The Tour Bois Le Pêtre and high-rises share the same social psychology as fellow ground crawling megastructures and for an ethnographic window, we need look no further than Clare Melhuish's, ‘The Life & Times of the Brunswick, Bloomsbury’ (2006) where,“For one source inside the building, the censorious attitude of neighbours towards local disturbances can be oppressive. She describes the Brunswick as "a very isolating building, the most unfriendly place I have ever lived in". Nobody ever throws a party here, she says, because the noise generated by objectors is likely to be greater than that of the party itself. She believes that much of the problem stems from the design of the building, which doesn't provide workable social spaces for people to meet and interact.".

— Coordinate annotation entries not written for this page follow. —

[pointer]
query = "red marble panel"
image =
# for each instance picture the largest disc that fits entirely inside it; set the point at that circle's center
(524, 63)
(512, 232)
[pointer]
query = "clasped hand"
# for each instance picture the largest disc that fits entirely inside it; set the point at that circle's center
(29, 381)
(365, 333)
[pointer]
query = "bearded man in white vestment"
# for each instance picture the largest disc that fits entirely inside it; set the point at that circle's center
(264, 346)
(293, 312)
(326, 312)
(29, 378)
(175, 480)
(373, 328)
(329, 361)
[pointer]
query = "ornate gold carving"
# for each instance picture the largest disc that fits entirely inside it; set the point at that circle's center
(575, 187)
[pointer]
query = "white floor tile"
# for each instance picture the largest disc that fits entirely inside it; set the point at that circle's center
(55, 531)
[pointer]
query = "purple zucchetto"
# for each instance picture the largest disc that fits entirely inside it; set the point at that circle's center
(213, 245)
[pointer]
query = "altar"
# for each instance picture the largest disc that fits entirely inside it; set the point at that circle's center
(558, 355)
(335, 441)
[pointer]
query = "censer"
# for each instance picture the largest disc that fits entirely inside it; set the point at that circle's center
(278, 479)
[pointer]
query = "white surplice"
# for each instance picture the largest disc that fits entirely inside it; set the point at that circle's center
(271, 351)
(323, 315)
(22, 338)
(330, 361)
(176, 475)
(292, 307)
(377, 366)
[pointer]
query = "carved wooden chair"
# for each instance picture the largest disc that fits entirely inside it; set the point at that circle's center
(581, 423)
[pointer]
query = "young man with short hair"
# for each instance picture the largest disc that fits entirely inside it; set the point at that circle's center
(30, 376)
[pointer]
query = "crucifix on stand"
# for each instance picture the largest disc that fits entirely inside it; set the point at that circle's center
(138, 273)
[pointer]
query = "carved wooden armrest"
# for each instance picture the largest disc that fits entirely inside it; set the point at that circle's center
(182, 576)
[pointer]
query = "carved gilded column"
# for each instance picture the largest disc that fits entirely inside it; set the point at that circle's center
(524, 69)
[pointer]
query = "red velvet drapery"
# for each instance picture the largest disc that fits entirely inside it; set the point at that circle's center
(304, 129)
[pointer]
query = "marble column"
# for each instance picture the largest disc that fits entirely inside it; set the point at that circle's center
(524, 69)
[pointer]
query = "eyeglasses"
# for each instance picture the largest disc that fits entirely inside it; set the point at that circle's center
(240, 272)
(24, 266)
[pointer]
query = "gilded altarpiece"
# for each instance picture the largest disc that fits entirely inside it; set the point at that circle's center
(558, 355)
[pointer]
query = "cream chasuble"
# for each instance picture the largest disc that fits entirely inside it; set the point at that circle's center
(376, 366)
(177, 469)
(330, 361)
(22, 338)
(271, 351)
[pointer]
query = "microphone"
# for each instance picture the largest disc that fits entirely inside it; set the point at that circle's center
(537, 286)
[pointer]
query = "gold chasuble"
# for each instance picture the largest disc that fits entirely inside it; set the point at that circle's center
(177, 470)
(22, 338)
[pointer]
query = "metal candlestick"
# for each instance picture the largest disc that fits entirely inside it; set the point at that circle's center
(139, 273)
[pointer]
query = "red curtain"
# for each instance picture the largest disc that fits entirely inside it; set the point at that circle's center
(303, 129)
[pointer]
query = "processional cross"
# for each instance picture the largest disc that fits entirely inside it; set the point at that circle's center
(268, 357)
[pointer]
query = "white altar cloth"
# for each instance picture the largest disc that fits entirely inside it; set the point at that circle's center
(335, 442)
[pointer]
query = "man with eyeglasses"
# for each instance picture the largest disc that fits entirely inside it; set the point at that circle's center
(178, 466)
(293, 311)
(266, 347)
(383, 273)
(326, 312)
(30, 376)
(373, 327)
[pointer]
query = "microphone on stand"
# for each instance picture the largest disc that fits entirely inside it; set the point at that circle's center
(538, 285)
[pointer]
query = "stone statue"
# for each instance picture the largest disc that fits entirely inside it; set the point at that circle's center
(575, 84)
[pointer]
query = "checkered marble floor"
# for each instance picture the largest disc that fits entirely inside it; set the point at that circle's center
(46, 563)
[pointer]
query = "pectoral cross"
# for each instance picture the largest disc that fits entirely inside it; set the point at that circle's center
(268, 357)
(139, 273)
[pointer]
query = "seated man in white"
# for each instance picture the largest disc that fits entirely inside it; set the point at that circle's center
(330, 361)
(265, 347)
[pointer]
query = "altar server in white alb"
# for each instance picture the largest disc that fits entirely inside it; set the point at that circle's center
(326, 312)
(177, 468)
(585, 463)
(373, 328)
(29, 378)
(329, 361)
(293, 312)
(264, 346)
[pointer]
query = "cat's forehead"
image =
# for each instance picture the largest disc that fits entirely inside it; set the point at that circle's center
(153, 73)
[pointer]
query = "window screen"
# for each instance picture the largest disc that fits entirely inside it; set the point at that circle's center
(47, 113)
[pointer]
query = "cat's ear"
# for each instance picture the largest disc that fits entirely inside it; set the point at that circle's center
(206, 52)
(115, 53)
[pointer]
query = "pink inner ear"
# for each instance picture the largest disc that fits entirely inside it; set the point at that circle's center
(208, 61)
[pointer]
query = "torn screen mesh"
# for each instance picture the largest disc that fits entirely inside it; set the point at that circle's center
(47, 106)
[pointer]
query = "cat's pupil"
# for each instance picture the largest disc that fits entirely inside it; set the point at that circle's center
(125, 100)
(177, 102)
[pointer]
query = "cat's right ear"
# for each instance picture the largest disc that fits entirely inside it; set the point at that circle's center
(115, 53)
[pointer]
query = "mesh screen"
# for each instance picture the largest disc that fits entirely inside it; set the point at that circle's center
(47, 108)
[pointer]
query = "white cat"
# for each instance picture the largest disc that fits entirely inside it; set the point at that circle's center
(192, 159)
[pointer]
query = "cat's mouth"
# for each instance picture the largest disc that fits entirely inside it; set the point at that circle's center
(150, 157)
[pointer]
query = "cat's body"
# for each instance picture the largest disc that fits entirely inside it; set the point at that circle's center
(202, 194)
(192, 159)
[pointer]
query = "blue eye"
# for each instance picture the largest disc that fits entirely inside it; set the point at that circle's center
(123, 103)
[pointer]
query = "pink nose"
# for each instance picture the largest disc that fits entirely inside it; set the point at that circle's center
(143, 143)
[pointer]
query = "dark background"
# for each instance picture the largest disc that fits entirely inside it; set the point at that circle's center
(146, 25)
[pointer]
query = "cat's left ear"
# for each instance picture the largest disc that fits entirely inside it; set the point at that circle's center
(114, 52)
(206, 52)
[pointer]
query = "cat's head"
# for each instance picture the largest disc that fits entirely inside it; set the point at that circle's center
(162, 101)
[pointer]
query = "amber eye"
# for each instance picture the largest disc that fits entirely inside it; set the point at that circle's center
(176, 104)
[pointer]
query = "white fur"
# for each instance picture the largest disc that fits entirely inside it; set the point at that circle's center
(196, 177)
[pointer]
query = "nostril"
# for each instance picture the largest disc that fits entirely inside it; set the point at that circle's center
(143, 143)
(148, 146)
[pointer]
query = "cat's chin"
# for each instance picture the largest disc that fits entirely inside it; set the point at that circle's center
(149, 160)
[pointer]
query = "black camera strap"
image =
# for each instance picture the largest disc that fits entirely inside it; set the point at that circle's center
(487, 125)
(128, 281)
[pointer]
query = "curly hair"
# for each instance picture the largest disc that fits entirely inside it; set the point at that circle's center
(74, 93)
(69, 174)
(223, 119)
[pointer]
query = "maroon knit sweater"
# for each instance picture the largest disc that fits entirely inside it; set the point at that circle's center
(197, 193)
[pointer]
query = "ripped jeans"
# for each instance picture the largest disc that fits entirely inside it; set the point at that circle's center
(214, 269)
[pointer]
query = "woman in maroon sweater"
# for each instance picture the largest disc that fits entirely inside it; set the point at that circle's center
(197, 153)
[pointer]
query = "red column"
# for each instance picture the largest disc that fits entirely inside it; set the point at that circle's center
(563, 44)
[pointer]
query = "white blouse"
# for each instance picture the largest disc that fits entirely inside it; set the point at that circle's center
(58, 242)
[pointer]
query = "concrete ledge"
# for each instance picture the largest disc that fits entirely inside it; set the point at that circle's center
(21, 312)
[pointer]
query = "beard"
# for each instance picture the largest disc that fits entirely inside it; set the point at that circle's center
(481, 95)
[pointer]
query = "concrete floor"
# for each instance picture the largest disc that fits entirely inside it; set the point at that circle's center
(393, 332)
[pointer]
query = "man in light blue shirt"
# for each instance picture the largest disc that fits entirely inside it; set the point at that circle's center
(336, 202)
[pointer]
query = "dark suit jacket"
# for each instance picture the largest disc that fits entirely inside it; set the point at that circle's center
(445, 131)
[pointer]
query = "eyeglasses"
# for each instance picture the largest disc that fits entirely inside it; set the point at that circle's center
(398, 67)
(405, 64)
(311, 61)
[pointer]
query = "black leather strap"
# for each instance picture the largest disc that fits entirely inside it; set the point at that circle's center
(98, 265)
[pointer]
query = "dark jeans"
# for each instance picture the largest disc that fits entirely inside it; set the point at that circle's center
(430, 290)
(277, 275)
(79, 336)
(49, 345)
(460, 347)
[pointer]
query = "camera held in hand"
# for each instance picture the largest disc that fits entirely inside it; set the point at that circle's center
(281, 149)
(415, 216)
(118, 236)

In focusing on extending the living spaces Lacaton Vassal inevitably neglect the shared social spaces in Tour Bois Le Pêtre, the Ballardian extension of "his one-thousandth share of the cliff face," is the most we get without the social cohesion demand by those who care for future city living. This makes the debate about the success of Tour Bois Le Pêtre very much a developer market led justification where comparisons are made between the costs to extend Tour Bois Le Pêtre, €112,000.00 per flat, to build new, whilst untested, was estimated at €167,000.00 per flat.

Yet possibly the failing of high rise IS the socially constructed brief and the belief, pre-housing boom, that sharing capital unites members who join, contradictory to the current market values of ‘flats’ became ‘apartments’ that typically higher up have greater views and price-tags to match.

Each high-rise is an ethnographic graphic with the upper classes migrating to the upper floors subsidised by the lower floors paying identical maintaince costs in the belief of equality, a belief not shared, that is why the 1950s social housing failed. In the UK the mass revolut in Ballardian high-rise was  dissolved under ‘Right-to-Buy’ selling 20% of state funded mass housing, mostly those on top sold out to those that could afford the increased prices for sky-living. Instead sitting on a reclaimed sofa in the DAZ gallery clutching Ballard’s novel one feels, “A new social type was being created by the apartment building, a cool, unemotional personality impervious to the psychological pressures of high rise life, with minimal needs for privacy, who thrived like an advanced species of machine in the neutral atmosphere. This was the sort of resident who was content to do nothing but sit in his over-priced apartment, watch television with the sound turned down and wait for his neighbours to make a mistake”.